Saturday, December 1, 2012

This is how it starts.

Ty Hardt with his Emmy.

Before Everest, before Carstensz Pyramid and Vinson Massiff, before Aconcagua, before Elbrus and Kilimanjaro there was Denali (Mt McKinley). For a variety of reasons I have not been able to write about Denali, the climb that set my life on this course toward Everest. But so much of that experience is intertwined in what comes next that it seems important to tell part of the story now, a story that begins in the guest room at my sister Michelle’s home. 

It was October 2nd of 2006. I was sitting on the edge of the bed looking at the dozens of dolls arranged on shelves around what had transformed into another playroom for my niece. They were all staring at me. Some dolls were dressed for the Ball while others doned traditional garments as though on their way to hand out informative leaflets at an interpretive center. A few were headed to the beach. One would be working in the flower garden. But they had all stopped in their tracks as the news spread among them.  My marriage of 18 years was over. None spoke. They did not need to. Their sad judging expressions said what they were thinking. “I don’t need your X#@&ing pity,” I yelled at the dolls.

A long cardboard tube lay at my feet. It had arrived, addressed to me, at my sister’s home earlier that day. I had been living there for the two weeks since my wife and I had separated. It was my 44th birthday.  

Several years earlier the husband of my sister Noelle had made an attempt on Denali. Though it was ultimately unsuccessful, the documentary he and his team filmed won Ty an Emmy. As evening news anchor for the ABC affiliate in Anchorage, Ty reported regularly on the topic of Denali and found himself tempted to make a second try a few years later. This time he left the cameras at home. Just a two-man self-guided team, Ty Hardt and John Harris summitted Denali in fair conditions in June of that year. 

The story might have ended there, but the advent of High Definition video changed everything. Television and Cable were going HD, yet virtually nothing had been filmed in High Definition. Ty got the idea to climb Denali once again, this time filming the expedition in HD. He could sell the footage or make a followup documentary with what he brought back. Ty started building his team, first pulling in three Firemen from Kenai. John, Mark, and Sam (all 6ft 4) would be the workhorses, there climbing ability only surpassed by their extraordinary strength. He brought a few other friends into the team, but also wanted a few non-climbers onboard. These, he reasoned, would add a valuable human interest aspect to the storyline, seeing everything through fresh eyes. 

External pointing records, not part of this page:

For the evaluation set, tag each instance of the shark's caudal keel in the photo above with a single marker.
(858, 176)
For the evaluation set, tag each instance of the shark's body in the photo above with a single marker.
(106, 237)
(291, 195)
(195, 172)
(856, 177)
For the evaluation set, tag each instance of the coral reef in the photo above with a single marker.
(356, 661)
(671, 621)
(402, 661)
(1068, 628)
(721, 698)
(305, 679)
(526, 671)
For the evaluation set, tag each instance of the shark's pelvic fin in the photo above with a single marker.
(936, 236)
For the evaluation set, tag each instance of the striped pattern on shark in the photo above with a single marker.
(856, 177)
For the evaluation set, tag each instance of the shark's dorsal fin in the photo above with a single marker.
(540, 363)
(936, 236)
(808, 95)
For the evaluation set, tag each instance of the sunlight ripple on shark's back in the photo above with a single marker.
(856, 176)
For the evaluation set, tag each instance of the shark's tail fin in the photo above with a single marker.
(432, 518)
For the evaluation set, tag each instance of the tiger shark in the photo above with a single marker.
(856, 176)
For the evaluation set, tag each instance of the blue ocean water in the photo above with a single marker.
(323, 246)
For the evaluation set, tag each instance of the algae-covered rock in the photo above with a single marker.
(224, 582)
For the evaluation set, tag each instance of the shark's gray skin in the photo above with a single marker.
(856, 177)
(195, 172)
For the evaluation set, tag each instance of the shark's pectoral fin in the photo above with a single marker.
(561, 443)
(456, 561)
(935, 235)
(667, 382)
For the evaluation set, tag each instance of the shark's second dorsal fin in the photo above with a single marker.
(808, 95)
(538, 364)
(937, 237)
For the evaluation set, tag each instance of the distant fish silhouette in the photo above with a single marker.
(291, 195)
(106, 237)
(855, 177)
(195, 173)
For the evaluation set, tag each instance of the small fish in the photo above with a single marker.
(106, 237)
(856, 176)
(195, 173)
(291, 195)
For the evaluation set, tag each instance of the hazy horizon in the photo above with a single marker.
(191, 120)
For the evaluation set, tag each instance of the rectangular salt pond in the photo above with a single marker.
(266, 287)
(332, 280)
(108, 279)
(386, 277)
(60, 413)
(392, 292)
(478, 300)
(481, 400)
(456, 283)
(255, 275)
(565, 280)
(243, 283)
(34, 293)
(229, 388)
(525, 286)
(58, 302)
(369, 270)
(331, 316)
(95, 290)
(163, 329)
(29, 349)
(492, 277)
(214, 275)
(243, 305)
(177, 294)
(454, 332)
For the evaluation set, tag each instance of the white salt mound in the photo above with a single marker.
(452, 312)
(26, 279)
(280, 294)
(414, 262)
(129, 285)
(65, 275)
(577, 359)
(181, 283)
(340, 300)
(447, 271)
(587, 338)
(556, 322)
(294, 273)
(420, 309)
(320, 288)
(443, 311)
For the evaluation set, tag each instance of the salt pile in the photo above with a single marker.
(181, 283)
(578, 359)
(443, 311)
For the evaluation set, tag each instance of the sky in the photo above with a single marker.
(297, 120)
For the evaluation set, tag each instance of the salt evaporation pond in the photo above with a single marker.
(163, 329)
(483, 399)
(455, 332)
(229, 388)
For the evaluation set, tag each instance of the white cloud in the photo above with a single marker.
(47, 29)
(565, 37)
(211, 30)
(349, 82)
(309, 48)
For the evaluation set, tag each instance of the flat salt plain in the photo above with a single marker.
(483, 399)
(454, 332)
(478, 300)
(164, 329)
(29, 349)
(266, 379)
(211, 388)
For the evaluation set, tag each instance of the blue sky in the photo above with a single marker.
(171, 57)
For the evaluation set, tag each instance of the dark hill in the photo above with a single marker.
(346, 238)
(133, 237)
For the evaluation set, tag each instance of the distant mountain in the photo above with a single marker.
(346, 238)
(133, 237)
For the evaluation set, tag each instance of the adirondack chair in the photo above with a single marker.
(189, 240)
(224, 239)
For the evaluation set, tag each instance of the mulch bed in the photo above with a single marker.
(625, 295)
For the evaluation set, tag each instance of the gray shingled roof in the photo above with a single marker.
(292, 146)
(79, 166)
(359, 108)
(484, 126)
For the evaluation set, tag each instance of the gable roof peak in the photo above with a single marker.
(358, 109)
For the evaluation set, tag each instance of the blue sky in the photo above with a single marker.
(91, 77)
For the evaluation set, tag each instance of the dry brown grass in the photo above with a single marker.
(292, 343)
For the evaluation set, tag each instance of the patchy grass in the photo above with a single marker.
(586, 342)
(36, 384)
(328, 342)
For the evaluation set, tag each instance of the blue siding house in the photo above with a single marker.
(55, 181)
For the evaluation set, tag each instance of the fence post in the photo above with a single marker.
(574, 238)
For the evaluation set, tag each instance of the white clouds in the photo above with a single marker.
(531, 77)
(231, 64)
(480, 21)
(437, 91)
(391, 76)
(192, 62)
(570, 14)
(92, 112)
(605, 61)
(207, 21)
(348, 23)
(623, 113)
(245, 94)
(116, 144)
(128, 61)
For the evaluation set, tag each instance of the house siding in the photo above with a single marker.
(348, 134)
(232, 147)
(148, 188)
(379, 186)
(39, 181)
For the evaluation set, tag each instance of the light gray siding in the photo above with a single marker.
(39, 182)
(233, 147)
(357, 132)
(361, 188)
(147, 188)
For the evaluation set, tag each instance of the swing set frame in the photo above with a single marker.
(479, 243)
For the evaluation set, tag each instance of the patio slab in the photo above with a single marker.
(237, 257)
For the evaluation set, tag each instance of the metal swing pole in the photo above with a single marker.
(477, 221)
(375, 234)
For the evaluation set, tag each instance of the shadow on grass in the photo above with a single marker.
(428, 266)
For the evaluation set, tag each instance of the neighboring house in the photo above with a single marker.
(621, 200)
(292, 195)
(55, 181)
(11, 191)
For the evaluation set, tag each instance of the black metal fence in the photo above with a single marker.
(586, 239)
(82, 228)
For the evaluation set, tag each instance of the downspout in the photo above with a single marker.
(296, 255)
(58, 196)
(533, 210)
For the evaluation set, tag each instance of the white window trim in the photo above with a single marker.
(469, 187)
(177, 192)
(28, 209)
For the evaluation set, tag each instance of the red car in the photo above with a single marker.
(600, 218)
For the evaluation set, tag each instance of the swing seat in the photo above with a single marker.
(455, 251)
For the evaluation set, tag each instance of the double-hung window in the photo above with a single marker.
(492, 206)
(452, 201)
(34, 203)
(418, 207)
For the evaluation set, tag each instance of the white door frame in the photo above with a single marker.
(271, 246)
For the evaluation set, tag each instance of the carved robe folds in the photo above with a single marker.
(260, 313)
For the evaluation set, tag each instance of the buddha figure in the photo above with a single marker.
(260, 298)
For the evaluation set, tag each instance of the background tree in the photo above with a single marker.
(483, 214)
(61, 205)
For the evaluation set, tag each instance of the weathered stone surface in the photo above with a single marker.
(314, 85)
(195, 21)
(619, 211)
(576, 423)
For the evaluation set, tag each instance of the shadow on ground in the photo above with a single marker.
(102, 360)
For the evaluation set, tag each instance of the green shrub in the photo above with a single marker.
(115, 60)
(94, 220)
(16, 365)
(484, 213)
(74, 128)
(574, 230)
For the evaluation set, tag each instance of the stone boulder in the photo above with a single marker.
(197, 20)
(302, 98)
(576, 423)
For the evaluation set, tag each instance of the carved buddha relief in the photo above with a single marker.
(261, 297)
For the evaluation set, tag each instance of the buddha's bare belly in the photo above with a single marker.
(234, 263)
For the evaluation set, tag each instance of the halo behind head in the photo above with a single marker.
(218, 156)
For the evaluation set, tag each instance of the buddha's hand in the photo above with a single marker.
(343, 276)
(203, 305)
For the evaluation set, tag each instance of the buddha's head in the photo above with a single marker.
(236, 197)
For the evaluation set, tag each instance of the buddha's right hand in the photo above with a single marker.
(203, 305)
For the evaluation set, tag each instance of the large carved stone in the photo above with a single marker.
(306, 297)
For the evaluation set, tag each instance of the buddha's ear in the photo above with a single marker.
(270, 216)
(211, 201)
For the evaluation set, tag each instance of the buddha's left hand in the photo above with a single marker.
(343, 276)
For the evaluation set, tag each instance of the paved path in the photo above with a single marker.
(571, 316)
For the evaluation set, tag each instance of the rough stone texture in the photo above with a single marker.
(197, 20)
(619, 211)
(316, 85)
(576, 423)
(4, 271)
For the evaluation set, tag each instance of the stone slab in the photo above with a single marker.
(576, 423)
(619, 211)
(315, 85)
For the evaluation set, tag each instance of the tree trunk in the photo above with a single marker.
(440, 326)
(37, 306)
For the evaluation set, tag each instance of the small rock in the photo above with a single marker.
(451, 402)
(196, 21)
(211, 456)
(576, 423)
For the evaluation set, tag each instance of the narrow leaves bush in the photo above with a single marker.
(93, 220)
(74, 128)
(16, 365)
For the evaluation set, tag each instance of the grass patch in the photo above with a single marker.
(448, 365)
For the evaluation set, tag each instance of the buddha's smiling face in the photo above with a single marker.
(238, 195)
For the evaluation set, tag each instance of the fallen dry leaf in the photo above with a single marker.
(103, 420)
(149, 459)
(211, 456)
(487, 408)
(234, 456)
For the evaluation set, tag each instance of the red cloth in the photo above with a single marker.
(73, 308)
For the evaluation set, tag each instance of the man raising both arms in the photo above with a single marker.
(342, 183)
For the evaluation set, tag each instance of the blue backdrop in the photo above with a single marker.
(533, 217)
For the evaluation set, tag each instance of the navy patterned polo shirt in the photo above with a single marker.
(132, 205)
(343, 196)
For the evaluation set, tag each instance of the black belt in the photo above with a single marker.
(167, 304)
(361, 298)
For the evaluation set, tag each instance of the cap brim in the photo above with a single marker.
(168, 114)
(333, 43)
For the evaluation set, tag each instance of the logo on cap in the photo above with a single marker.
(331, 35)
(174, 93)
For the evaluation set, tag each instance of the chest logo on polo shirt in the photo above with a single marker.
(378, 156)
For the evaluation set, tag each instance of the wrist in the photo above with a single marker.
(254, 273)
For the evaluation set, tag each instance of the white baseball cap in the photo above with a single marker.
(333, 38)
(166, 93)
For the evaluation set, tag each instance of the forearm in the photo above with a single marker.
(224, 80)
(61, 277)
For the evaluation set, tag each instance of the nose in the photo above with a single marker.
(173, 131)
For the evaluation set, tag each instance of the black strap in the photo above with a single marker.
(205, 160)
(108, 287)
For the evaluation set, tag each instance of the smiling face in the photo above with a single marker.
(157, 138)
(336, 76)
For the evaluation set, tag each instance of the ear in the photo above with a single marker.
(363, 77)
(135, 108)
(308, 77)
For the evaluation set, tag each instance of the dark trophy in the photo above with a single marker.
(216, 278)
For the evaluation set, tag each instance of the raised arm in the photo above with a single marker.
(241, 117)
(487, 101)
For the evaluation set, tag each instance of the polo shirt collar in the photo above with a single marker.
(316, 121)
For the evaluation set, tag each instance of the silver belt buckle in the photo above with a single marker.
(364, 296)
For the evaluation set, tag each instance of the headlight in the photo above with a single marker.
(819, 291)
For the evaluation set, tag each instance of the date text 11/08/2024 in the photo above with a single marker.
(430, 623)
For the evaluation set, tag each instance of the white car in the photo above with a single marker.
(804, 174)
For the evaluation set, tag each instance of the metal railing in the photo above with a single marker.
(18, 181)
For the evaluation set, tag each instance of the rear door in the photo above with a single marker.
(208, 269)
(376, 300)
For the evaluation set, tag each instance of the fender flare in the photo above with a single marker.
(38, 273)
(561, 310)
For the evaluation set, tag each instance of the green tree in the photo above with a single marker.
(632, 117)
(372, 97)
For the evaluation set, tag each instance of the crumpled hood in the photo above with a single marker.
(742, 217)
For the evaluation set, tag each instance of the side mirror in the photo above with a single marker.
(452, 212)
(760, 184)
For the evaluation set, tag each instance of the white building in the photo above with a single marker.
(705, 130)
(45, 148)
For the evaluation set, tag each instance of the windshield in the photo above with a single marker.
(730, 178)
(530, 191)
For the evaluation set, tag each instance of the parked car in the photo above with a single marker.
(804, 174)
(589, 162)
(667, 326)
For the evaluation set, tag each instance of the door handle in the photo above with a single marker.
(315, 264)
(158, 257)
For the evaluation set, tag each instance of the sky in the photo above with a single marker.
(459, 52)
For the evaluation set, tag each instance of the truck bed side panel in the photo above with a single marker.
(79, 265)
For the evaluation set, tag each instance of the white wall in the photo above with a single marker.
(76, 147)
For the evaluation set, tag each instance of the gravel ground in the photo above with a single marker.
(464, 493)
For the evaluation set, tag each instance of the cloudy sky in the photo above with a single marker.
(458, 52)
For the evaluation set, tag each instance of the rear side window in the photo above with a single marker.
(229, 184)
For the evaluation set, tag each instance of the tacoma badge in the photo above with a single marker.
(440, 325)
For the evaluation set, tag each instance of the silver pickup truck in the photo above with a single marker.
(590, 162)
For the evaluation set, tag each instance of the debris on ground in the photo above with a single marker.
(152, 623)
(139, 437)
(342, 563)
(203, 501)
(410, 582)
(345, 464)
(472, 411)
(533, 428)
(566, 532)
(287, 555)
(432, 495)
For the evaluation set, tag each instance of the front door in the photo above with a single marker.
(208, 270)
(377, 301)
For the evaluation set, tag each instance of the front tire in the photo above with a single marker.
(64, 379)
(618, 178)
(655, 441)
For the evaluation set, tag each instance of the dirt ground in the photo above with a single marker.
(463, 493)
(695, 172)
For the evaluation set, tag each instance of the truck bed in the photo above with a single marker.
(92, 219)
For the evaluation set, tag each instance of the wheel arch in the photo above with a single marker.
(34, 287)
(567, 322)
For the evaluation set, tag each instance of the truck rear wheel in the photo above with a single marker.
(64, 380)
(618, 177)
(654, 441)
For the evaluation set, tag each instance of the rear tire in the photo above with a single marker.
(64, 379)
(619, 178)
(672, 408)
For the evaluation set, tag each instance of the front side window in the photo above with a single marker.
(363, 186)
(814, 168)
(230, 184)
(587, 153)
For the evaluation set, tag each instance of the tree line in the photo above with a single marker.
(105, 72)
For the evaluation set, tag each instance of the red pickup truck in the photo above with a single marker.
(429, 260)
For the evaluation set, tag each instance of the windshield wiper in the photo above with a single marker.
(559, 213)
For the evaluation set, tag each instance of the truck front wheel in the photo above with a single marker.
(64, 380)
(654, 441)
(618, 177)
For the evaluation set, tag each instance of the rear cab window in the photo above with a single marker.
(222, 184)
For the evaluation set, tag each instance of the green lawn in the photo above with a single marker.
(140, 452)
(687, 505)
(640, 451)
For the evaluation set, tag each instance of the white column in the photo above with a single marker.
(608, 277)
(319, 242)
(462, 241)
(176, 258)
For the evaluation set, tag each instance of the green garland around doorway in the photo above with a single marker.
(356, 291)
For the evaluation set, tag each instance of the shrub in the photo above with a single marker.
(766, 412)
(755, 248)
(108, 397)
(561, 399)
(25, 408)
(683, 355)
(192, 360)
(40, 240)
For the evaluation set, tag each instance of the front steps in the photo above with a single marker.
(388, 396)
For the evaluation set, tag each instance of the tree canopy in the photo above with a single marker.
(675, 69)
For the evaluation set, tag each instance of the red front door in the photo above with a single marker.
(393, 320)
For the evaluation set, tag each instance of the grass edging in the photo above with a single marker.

“I wouldn’t even invite you if I didn’t think you could do it,” Ty said as we spoke on the phone during spring of 2006. I told Ty I was honored to be asked, but had only climbed one mountain, 10,400 foot Mt Baker about an hour from my home. This could in no way compare to 20,230 foot Denali. I did not consider myself a Mountain Climber, and certainly not of the caliber to climb the high summit of North America. "Besides," I added, "my wife would never agree to it." “It’s a year away. Just think about it,” Ty urged. Though I never considered the notion seriously, I found myself fantasizing about it from time to time and liked the way it made me feel. So it was probably a mistake to mention it to my wife. Our relationship was already at an all time low. She made it clear she would not support my going on such an outing and she doubted I could do it anyway.  It is tempting to villainize her in this respect, but truly I responded by doing something much worse -- I agreed. We could have been talking about something more plausible and I would have still agreed. It was not reality that had fallen casualty, but belief itself. Divorce is just the final destination in a long road trip of unbelieving. One of the last weigh stations is the point where you stop believing in yourself. A few months later I packed a bag and moved in with my sister. 

I picked up the cardboard tube and examined the shipping label. It was from Anchorage Alaska.  I removed one end of the tube and poured out its contents. Two climbing poles fell to the floor with a birthday card from Noelle and Ty. “Happy Birthday, Super Climber,” Ty had written inside the card. The message was clear; you don’t have your wife holding you back now so how about it? In that moment I decided to climb Denali. There was no reasonable basis for thinking I could make it to the summit, but my life was at such a low place that it seemed doubtful failing would bother me much. More importantly, if I could make it to the top of Denali, I thought, I might come to believe in myself the way Ty believed in me. As mountain climbing goes, it was both the best and worst of reasons.